Semangat dan komitmen pendiri negara pada perumusan dan pengesahan UUD 1945 antara lain mengutamakan kepentingan bangsa dan negara, persatuan dan kesatuan, rela berkorban, cinta tanah air, dan musyawarah mufakat.

Ada dua paham yang dimiliki pendiri negara dalam sidang BPUPKI, yaitu nasionalisme dan agama. Paham nasionalisme menginginkan negara Indonesia yang akan dibentuk merupakan negara nasionalis atau kebangsaan, sedangkan golongan agama menginginkan didasarkan pada salah satu agama.

Ir. Soekarno dalam sidang BPUPKI tanggal 1 Juni 1945 menyatakan, ” …Kita hendak mendirikan negara Indonesia, yang bisa semua harus melakukannya. Semua buat semua!… ” Dari pendapat Ir. Soekarno tersebut terlihat bahwa para pendiri negara berperan besar dalam mendirikan negara Indonesia, mereka memiliki latar belakang suku dan agama yang berbeda.

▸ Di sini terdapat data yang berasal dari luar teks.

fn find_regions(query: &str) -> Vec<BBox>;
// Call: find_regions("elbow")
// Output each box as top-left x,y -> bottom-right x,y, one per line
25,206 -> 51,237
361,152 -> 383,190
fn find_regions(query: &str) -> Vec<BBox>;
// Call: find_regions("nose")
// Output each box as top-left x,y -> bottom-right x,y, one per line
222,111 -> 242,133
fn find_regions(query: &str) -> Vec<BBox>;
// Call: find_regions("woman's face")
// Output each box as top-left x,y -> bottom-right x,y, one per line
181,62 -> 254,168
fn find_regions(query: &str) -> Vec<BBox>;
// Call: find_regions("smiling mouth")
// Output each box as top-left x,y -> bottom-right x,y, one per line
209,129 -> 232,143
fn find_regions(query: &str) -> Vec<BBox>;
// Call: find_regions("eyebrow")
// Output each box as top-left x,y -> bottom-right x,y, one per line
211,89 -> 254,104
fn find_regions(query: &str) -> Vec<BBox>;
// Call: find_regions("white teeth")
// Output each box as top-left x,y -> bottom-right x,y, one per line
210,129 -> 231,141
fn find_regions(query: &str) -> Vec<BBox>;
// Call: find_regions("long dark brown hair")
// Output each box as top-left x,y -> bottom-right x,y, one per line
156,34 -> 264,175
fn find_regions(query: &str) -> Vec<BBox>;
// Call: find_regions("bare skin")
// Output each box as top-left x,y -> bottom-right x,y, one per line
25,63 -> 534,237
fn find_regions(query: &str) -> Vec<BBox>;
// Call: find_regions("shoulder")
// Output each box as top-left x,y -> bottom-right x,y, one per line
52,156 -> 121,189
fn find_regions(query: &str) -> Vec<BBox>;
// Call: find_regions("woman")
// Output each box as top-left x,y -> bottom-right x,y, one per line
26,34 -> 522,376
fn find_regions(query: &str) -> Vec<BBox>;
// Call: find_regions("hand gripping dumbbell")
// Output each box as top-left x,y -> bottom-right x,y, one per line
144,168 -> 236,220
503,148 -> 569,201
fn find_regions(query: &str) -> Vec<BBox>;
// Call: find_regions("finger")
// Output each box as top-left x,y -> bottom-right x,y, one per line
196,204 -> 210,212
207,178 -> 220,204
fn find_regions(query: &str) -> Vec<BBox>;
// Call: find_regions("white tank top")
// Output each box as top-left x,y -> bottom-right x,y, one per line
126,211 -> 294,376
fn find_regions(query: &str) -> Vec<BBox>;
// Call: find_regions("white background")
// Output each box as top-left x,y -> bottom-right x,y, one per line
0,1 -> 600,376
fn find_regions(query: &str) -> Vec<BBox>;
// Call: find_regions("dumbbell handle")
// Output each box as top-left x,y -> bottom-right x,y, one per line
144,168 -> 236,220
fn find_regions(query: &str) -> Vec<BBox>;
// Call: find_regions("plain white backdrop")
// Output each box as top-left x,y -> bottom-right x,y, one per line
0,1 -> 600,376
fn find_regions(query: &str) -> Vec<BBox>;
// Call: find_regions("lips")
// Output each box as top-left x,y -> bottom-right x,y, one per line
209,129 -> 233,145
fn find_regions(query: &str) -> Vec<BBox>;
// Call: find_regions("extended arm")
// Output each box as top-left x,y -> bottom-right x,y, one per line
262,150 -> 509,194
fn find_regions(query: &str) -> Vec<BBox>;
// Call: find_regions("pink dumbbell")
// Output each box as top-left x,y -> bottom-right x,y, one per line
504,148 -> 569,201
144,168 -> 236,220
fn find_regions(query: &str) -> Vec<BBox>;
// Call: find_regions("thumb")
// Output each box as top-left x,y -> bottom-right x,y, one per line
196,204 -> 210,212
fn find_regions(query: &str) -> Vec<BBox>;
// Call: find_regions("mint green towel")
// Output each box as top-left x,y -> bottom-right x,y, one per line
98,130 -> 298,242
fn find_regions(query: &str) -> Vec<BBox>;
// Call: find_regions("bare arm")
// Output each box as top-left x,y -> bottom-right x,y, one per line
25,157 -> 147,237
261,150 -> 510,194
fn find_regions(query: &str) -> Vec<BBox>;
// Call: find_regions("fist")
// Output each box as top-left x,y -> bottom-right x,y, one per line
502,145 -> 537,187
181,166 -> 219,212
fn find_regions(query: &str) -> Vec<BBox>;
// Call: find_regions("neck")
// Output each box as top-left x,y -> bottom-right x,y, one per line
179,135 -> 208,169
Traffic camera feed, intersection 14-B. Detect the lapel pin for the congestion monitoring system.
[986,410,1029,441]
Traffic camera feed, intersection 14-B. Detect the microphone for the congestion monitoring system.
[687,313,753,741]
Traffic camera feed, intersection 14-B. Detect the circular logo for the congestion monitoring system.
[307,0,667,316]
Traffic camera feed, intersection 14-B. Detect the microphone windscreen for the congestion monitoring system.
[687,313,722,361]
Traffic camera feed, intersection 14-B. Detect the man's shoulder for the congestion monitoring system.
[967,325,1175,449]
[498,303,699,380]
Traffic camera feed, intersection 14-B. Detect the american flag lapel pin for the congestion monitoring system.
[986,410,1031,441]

Para pendiri negara mengutamakan kepentingan bangsa dan negara di atas kepentingan pribadi dan golongan serta mengutamakan musyawarah mufakat dalam membuat keputusan tentang dasar negara dan Undang-Undang Dasar Negara 1945. Keberhasilan bangsa Indonesia memproklamasikan kemerdekaannya, merupakan salah satu bukti cinta para pahlawan terhadap bangsa dan negara.

Dalam sidang PPKI, para pendiri negara memperlihatkan kecerdasan, kecermatan, ketelitian, tanggung jawab, rasa kekeluargaan, toleransi, dan penuh dengan permufakatan dalam setiap pengambilan keputusan. Sikap patriotisme dan rasa kebangsaan dapat diketahui dalam pandangan dan pemikiran mereka yang tidak mau berkompromi dengan penjajah dan bangga sebagai bangsa yang baru merdeka.

Daftar Pustaka : 

Saputra, L. S., Aa Nurdiaman, Salikun, Rahmat & Dadang S. 2017. Pendidikan Pancasila dan Kewarganegaraan SMP/MTs Kelas VII. Jakarta : Pusat Kurikulum dan Perbukuan, Balitbang, Kemendikbud.